The compression command performs the following tasks:
- Removing the \n and \t characters:
tr -d '\n\t'
- Removing extra spaces:
tr -s ' ' or sed 's/[ ]\+/ /g'
- Removing comments:
sed 's:/\*.*\*/::g'
: is used as a sed delimiter to avoid the need to escape / since we need to use /* and */.
In sed, * is escaped as \*.
.* matches all the text in between /* and */.
- Removing all the spaces preceding and suffixing the {, }, (, ), ;, :, and , characters:
sed 's/ \?\([{}();,:]\) \?/\1/g'
The preceding sed statement works like this:
- / \?\([{}();,:]\) \?/ in the sed code is the match part, and /\1 /g is the replacement part.

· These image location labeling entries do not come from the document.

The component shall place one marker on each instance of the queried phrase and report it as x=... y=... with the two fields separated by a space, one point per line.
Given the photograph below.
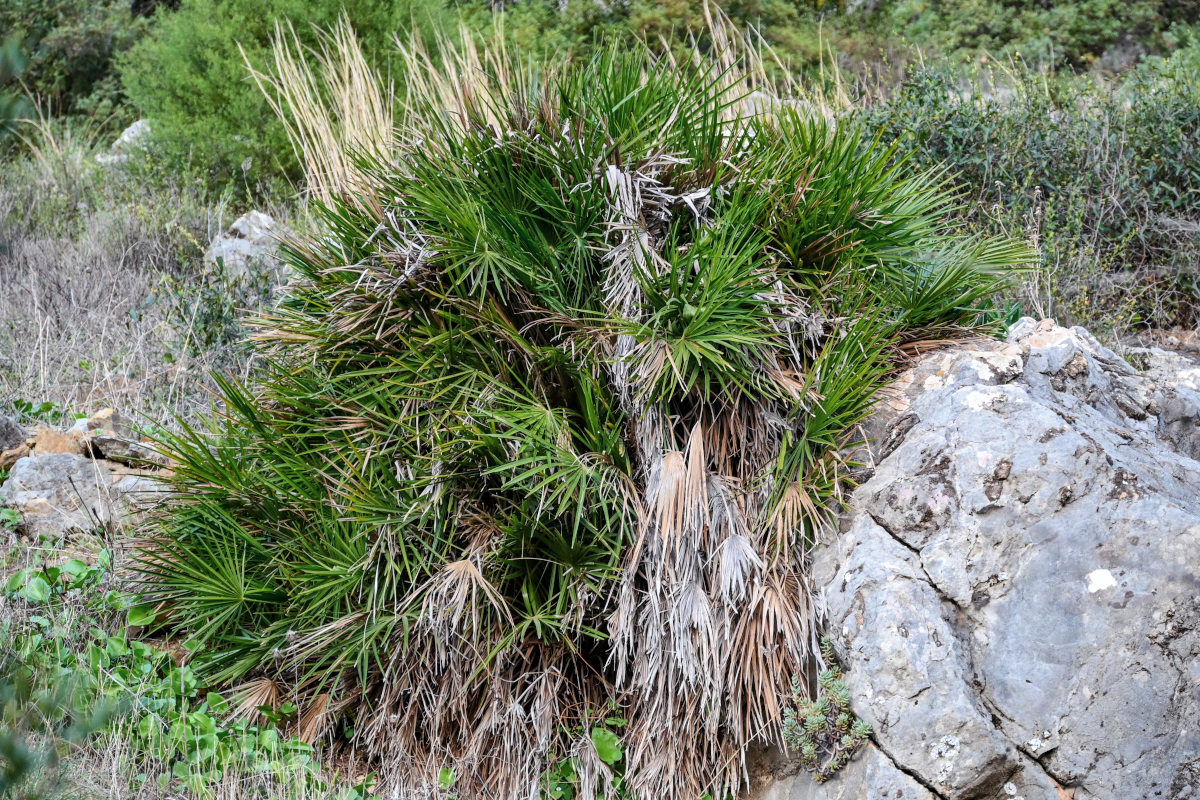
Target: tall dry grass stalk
x=337 y=113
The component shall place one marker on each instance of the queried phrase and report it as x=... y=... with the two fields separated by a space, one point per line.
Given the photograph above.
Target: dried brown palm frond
x=249 y=698
x=550 y=425
x=337 y=114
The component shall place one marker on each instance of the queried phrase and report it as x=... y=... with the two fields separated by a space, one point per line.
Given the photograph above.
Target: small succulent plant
x=823 y=729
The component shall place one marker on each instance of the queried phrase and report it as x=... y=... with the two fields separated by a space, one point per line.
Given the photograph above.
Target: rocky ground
x=1015 y=591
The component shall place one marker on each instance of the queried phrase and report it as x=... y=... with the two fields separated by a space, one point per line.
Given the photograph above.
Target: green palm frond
x=556 y=427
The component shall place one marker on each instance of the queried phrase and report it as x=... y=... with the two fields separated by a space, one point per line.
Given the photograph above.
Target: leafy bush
x=72 y=47
x=190 y=77
x=1065 y=31
x=1105 y=176
x=556 y=429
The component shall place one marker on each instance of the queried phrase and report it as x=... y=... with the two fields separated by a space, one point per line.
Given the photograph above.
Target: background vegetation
x=1071 y=124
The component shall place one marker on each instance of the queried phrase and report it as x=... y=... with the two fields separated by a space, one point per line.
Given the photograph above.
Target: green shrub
x=73 y=679
x=1066 y=31
x=72 y=47
x=190 y=77
x=557 y=431
x=1105 y=176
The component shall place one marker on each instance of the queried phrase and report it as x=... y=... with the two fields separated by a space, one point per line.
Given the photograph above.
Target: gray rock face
x=246 y=247
x=59 y=493
x=1015 y=591
x=11 y=434
x=132 y=140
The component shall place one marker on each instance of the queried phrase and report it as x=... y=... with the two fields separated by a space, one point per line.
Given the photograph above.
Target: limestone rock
x=112 y=438
x=10 y=457
x=48 y=441
x=132 y=140
x=870 y=775
x=246 y=247
x=59 y=493
x=1014 y=589
x=11 y=433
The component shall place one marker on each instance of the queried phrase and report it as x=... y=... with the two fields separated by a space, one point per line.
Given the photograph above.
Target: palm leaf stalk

- \([{}();,:]\) is used to match any one character in the [ { }( ) ; , : ] set (spaces inserted for readability). \( and \) are group operators used to memorize the match and back reference in the replacement part. ( and ) are escaped to give them a special meaning as a group operator.\? precedes and follows the group operators to match the space character that may precede or follow any of the characters in the set.
- In the replacement part, the match string (that is, the combination of :, a space (optional), a character from the set, and again an optional space) is replaced with the character matched. It uses a back reference to the character matched and memorized using the group operator (). Back-referenced characters refer to a group match using the \1 symbol.
The decompression command works as follows:
- s/;/;\n/g replaces ; with ;\n
- s/{/{\n\n/g replaces { with {\n\n
- s/}/\n\n}/g replaces } with \n\n}